Asia’s fourth-largest economy seems to have entered a downside cycle as its growth rate has remained around 2-3 percent over the past few years, compared with some 4-5 percent growth in the 2000s.

Its exports, the key economic driver, have posted a record 18th month consecutive drop since the first month of last year amid waning global demand.

As a result, South Korea’s manufacturing sector, directly affected by exports, accounts for nearly 30 percent of the country‘s gross domestic product during the 2010-2015 period.
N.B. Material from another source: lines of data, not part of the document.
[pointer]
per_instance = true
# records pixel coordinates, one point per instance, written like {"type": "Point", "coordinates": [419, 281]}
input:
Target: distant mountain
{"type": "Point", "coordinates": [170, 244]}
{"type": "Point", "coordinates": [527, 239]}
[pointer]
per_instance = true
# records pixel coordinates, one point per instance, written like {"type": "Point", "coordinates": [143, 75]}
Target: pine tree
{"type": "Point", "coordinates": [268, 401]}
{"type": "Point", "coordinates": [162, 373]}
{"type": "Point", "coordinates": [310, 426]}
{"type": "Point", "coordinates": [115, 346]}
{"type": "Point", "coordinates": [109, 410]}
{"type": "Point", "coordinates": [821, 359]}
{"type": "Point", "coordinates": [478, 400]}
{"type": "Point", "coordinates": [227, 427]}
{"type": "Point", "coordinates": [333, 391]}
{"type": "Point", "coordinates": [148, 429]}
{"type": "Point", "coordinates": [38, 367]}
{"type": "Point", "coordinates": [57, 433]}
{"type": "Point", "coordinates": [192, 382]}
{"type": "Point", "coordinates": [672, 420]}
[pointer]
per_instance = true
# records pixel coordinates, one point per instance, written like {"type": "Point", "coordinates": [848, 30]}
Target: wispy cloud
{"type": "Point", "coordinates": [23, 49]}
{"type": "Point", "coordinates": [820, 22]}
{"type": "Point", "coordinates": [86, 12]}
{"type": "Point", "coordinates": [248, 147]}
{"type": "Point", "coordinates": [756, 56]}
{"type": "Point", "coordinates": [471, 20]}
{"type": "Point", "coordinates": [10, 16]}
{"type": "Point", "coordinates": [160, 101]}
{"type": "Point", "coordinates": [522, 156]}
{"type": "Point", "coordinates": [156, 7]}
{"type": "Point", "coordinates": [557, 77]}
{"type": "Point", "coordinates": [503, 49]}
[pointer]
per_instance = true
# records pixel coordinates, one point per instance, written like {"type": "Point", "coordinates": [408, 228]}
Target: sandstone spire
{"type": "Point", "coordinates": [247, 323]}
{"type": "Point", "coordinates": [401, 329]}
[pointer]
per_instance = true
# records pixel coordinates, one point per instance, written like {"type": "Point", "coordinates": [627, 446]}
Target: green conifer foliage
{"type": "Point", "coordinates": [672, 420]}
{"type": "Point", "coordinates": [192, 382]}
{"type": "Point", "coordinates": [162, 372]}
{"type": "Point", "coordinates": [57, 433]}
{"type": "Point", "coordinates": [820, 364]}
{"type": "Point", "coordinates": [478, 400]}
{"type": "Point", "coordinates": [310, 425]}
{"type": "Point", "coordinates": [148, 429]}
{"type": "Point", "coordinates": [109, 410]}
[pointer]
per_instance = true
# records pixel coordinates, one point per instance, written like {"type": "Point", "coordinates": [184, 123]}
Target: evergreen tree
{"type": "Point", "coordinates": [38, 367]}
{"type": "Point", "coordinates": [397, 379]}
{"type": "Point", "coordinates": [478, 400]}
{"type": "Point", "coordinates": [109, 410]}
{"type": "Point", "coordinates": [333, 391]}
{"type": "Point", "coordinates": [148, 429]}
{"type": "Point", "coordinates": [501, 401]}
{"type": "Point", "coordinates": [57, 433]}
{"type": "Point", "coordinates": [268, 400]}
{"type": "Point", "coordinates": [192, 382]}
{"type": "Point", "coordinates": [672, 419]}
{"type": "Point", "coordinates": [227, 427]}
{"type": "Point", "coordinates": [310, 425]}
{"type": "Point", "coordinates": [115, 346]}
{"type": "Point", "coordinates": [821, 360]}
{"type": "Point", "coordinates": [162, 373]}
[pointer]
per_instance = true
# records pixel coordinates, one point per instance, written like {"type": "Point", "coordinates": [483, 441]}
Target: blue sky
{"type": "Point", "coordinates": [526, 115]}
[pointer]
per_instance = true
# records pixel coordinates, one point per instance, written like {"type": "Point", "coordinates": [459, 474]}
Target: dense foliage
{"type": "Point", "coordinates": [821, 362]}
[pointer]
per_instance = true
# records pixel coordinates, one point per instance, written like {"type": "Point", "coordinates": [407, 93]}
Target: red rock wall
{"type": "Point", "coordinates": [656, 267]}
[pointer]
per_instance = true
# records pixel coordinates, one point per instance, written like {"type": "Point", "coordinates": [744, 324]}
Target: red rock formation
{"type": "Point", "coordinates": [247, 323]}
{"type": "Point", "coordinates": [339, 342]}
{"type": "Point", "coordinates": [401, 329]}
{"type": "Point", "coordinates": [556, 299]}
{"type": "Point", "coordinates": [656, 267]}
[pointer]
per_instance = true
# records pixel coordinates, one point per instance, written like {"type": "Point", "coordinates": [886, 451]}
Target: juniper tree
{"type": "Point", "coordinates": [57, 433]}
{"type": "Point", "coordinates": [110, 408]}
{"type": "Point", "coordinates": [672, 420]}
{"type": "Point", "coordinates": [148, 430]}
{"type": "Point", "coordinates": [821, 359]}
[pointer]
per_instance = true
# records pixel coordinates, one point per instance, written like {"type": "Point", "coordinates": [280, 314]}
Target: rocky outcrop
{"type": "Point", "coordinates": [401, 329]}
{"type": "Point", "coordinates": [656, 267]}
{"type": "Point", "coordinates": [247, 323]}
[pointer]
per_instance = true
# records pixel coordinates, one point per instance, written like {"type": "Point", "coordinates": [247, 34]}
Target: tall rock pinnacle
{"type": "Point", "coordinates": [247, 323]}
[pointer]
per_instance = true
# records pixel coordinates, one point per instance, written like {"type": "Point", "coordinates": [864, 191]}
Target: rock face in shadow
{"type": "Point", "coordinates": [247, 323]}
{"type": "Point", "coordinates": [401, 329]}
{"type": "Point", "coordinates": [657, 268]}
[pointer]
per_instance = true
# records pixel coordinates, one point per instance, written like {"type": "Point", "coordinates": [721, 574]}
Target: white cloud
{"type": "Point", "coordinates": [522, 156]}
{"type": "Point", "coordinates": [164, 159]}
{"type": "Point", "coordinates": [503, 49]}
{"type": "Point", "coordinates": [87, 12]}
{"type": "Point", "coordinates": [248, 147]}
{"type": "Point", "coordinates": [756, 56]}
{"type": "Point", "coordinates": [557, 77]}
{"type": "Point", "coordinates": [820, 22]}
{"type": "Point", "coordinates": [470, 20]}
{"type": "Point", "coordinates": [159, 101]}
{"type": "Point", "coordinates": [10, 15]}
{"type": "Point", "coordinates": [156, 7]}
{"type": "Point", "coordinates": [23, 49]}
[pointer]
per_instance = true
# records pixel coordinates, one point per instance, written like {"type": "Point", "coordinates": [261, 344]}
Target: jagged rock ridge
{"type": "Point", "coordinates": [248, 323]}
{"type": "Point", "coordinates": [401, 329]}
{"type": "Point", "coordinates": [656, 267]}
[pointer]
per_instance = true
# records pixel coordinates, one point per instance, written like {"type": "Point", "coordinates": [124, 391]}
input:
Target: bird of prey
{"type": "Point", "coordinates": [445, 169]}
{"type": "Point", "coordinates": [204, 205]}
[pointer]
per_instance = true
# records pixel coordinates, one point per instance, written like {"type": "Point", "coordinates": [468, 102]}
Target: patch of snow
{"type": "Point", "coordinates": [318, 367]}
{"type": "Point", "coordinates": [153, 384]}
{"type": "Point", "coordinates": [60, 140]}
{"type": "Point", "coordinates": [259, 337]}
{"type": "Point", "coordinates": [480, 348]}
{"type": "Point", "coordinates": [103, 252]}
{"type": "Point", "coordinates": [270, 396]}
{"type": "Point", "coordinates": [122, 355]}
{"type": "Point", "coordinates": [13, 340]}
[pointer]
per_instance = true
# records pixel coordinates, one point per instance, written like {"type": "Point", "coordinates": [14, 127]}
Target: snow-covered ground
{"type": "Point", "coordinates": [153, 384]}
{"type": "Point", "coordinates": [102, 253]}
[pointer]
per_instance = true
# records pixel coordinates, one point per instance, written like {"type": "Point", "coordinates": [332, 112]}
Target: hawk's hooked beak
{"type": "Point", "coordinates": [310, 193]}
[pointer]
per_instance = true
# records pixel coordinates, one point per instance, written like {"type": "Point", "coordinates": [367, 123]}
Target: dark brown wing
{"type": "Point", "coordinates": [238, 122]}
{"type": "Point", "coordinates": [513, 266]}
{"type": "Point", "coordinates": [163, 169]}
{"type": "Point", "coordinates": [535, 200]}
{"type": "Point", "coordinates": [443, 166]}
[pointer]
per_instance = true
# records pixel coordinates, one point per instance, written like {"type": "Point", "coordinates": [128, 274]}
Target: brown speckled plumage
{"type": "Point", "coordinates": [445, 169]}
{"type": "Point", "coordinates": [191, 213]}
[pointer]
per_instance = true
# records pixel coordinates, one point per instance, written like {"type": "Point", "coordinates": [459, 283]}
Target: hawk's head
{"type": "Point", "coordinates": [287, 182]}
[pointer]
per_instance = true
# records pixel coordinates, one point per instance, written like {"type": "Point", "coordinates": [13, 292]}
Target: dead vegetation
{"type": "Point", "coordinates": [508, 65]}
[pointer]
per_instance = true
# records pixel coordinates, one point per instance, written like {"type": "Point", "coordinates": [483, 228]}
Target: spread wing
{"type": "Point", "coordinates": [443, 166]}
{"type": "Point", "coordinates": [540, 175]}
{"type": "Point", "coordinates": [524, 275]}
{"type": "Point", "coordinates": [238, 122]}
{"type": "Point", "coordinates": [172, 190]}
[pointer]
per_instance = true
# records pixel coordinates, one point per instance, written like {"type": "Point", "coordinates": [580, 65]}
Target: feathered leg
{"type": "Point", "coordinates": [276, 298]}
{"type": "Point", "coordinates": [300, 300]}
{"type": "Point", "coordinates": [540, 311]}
But its employment rate hovers around 17 percent in recent years, lagging far behind its GDP contribution.

The service industry, on the other hand, has been strengthening its presence in the economy, hiring 70 percent of the country’s total workforce in 2015.

But it accounted for 60 percent of the country‘s total added value, due to poor labor productivity in the service sector.

“The plan is aimed at creating a service-oriented industry, promoting the service-manufacturing convergence and supporting potential sectors,” said Lee. “We expect it will create an additional 250,000 new jobs in the service sector by 2020.”

The government said it will upgrade the service industry’s labor productivity, currently amounting to US$47,000 per person, to $58,600, the average level of the Organization for Economic Cooperation and Development, by 2020, by giving higher tax breaks and lifting unnecessary regulations.

Under the latest plan, the government will revise the current tax codes that give preferential treatment to exporting manufacturing companies and grant service firms equal tax benefits in accordance with the number of employees and research and development projects.

State-run policy lenders, like the Korea Development Bank, will expand their support fund for the service industry to 54 trillion won (US$47 billion) by 2020 from 39 trillion won in 2015.

The government will remove legal and administrative barriers to help seven selected service sectors, including medical, contents, finance and logistics, expand their business in areas like telemedicine services, internet-only banks and drone delivery services, according to the Finance Ministry.